Rz. 93o

Nach Rechtsauffassung der Finanzverwaltung ist eine Verwirklichung des Ergänzungstatbestandes des § 1 Abs. 3a GrEStG nicht ausgeschlossen, wenn zuvor bereits der Ergänzungstatbestand des § 1 Abs. 3 GrEStG verwirklicht worden war. Diese Rechtsauffassung wird in der Literatur teilweise heftig kritisiert (vgl. z. B. Liekenbrock/Joisten, in Ubg 2013, 743ff.). In derartigen Fällen ist allerdings die Anrechnungsregelung des § 1 Abs. 6 GrEStG zu beachten, die sich auch auf § 1 Abs. 3a GrEStG erstreckt. Der Gesetzgeber hat mit Art. 26 Nr. 1 Buchst. b AmtshilfeRLUmsG die Neuregelung des § 1 Abs. 3a GrEStG in den Tatbestand des § 1 Abs. 6 S. 1 GrEStG mit einbezogen.
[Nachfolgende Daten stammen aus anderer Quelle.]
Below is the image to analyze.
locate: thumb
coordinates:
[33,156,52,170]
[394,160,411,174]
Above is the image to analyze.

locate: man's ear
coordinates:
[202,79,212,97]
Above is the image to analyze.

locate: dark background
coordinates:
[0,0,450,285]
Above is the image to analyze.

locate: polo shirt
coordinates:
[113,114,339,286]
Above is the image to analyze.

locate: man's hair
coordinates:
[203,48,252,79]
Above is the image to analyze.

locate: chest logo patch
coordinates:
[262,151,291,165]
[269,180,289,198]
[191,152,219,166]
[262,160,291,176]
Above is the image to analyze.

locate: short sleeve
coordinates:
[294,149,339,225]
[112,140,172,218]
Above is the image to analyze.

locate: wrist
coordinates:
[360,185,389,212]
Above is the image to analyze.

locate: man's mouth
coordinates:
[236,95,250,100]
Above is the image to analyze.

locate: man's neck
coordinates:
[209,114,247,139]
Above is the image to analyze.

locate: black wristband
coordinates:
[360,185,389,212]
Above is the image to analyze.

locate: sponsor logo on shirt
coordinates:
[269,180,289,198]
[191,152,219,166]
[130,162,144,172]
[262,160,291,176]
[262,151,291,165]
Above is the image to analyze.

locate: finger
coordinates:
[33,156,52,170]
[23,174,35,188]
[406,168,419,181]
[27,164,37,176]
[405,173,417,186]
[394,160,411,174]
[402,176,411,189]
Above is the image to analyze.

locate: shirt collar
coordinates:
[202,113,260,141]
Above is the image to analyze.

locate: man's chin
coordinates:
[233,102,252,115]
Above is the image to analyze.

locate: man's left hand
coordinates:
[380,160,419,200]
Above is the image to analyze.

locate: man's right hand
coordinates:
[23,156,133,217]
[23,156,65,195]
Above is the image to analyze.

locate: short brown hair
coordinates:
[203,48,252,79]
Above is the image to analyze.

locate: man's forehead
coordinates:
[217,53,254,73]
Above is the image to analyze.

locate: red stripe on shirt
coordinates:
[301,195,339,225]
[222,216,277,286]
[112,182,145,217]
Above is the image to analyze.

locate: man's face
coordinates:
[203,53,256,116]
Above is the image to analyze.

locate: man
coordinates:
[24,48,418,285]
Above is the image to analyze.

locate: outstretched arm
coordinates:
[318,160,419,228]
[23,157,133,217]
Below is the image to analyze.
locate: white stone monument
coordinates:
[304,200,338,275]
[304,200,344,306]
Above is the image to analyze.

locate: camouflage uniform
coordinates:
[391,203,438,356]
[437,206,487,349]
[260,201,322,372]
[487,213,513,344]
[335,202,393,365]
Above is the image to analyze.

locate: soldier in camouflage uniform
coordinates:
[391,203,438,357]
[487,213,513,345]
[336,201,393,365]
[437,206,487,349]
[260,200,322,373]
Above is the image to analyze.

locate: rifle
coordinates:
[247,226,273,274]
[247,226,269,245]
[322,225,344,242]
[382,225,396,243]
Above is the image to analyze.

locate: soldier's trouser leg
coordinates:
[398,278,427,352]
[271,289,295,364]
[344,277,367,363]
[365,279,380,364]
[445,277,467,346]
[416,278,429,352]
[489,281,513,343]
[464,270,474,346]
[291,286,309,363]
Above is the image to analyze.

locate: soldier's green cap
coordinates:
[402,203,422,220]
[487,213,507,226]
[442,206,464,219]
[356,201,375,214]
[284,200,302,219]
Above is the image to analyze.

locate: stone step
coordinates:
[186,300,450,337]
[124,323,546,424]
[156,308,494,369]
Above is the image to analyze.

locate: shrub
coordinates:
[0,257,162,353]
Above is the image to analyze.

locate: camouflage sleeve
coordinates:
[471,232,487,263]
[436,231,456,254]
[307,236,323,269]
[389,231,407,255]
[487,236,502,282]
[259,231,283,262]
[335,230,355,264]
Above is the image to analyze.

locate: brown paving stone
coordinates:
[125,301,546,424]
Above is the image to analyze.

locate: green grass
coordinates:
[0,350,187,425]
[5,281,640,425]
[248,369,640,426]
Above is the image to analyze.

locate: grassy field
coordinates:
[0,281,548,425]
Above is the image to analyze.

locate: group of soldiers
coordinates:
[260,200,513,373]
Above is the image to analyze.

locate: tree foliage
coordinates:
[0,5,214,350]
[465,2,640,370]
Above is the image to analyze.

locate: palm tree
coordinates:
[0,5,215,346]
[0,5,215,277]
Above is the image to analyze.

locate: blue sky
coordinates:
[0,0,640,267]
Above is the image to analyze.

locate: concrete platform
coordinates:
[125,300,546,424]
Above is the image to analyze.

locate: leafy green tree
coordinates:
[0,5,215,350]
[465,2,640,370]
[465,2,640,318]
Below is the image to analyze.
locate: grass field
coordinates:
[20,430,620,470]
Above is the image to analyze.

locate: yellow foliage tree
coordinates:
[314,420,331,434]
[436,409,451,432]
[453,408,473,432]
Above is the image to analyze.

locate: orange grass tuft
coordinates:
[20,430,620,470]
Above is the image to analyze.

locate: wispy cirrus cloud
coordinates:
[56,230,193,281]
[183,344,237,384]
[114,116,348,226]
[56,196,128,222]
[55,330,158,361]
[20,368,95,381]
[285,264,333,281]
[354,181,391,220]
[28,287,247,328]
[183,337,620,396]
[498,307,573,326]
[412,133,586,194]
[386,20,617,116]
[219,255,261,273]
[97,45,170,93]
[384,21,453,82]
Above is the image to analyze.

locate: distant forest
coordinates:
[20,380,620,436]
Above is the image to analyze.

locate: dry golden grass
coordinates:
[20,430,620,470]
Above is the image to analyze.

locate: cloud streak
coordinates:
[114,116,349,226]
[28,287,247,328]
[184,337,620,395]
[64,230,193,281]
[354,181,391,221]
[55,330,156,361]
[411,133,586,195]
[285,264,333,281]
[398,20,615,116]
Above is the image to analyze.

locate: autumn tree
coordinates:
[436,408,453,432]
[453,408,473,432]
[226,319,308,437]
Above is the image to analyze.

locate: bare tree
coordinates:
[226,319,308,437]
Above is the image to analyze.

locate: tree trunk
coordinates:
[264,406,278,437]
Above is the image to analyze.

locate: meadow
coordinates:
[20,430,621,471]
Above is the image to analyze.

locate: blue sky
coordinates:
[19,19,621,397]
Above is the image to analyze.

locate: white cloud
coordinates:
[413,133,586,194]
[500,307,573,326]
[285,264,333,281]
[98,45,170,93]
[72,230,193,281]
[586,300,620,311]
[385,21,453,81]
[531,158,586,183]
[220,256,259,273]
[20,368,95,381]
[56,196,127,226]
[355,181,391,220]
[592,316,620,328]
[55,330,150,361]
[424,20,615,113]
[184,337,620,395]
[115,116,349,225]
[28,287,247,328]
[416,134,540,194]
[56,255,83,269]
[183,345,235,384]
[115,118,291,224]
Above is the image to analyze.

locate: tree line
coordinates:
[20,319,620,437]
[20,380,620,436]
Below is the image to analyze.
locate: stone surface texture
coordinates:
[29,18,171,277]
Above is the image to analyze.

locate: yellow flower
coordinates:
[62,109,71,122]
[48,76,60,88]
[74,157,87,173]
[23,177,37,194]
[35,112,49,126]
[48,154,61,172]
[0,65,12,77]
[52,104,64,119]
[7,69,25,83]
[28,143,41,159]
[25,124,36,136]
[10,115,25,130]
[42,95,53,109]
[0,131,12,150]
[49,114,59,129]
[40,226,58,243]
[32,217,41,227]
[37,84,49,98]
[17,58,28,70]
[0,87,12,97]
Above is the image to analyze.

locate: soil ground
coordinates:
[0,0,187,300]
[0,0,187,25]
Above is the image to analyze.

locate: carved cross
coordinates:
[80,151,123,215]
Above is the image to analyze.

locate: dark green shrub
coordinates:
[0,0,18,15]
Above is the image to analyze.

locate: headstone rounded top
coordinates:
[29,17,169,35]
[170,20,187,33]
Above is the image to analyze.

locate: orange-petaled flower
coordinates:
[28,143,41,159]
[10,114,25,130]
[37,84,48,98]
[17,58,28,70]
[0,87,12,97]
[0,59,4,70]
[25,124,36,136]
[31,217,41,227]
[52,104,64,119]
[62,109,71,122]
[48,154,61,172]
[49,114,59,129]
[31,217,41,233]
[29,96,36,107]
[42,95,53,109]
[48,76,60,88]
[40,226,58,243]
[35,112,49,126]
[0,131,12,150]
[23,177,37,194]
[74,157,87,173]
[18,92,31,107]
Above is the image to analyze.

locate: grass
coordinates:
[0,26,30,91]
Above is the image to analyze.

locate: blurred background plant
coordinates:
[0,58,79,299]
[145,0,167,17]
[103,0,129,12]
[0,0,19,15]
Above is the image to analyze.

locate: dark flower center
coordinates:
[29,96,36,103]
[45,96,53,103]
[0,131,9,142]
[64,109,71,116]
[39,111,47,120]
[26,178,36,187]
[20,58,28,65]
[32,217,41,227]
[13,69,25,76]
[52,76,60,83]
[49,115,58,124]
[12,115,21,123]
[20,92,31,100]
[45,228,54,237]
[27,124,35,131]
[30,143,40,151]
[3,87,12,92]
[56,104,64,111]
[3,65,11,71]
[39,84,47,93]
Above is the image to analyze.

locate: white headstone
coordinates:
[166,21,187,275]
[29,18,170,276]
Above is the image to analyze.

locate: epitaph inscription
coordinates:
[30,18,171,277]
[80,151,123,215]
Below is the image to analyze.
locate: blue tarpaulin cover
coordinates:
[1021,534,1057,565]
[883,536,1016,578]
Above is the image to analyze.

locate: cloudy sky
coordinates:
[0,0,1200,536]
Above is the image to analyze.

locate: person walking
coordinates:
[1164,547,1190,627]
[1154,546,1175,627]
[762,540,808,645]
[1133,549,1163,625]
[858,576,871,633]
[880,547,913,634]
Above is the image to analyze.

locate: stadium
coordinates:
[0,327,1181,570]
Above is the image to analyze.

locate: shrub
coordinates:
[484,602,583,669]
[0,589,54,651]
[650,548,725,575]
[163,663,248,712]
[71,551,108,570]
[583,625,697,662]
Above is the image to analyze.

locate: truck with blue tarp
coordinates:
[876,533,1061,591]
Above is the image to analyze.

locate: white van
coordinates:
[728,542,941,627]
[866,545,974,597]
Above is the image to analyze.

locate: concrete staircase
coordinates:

Danach wird, wenn einem steuerbaren Rechtsvorgang nach § 1 Abs. 3a GrEStG ein anderer grunderwerbsteuerbarer Rechtsvorgang i. S. v. § 1 Abs. 1, Abs. 2 oder Abs. 3 GrEStG vorausgegangen ist, die Steuer gem. § 1 Abs. 6 S. 2 GrEStG nur insoweit erhoben, als die Bemessungsgrundlage für den nachfolgenden Rechtsvorgang den Betrag übersteigt, von dem beim vorausgegangenen Rechtsvorgang die Steuer berechnet worden ist. Die gleiche Rechtsfolge tritt ein, wenn ein steuerbarer Rechtsvorgang i. S. d. § 1 Abs. 1, Abs. 2 oder Abs. 3 GrEStG einem steuerbaren Rechtsvorgang nach § 1 Abs. 3a GrEStG nachfolgt. Die Anwendung des § 1 Abs. 6 GrEStG setzt allerdings auch hier sowohl eine Grundstücks- als auch eine Erwerberidentität voraus (vgl. Tz. 6 der gleich lautenden Ländererlasse zur Anwendung des § 1 Abs. 3a GrEStG v. 9.10.2013, BStBl I 2013, 1364 sowie Rz. 97 und Rz. 98).

 
Praxis-Beispiel

Die A-AG ist zu 85 % an der C-GmbH beteiligt. Die restlichen 15 % der Anteile an der C-GmbH hält die B-AG. Die C-GmbH ist zu 96 % an der grundbesitzenden E-GmbH beteiligt, die restlichen 4 % der Anteile an der E-GmbH hält die D-GmbH.

Im Jahr 2011 erwirbt die A-AG von der B-AG 10 % der Anteile an der C-GmbH und stockt dadurch ihre Beteiligung an der C-GmbH auf 95 % auf. Im Dezember 2013 überträgt die B-AG nochmals vier Fünftel der ihr verbliebenen Anteile an der C-GmbH auf die A-AG, die dadurch 99 % der Anteile an der C-GmbH hält. Der Grundbesitz der E-GmbH hat sich im Zeitraum von 2011 bis Dezember 2013 nicht verändert.

Mit der Anteilsübertragung von der B-AG auf die A-AG im Jahr 2011 ist der Tatbestand des § 1 Abs. 3 GrEStG verwirklicht. Durch die Übertragung werden erstmals mittelbar mindestens 95 % der Anteile an der grundbesitzenden E-GmbH in der Hand der A-AG vereinigt.

Durch die weitere Übertragung der Anteile der C-GmbH in Höhe von 4 % im Dezember 2013 wird die bereits bestehende mittelbare Vereinigung der Anteile der grundbesitzenden E-GmbH in der Hand der A-AG lediglich verstärkt. Dadurch wird der Tatbestand des § 1 Abs. 3 GrEStG nicht nochmals verwirklicht. Durch den Rechtsvorgang der Anteilsübertragung kommt es jedoch erstmalig zu einer wirtschaftlichen Vereinigung der Anteile der E-GmbH in der Hand der A-AG. Denn die A-AG ist nunmehr über die C-GmbH mittelbar zu 95,04 % wirtschaftlich an der grundbesitzenden E-GmbH beteiligt. Damit ist der Tatbestand des § 1 Abs. 3a GrEStG erfüllt.

Da die A-AG Erwerberin sowohl bei der vorangegangenen Tatbestandverwirklichung des § 1 Abs. 3 GrEStG als auch bei der nachfolgenden Tatbestandverwirklichung des § 1 Abs. 3a GrEStG und zudem auch die Grundstücksidentität gewahrt ist, kommt die Anrechnungsregelung des § 1 Abs. 6 GrEStG zur Anwendung.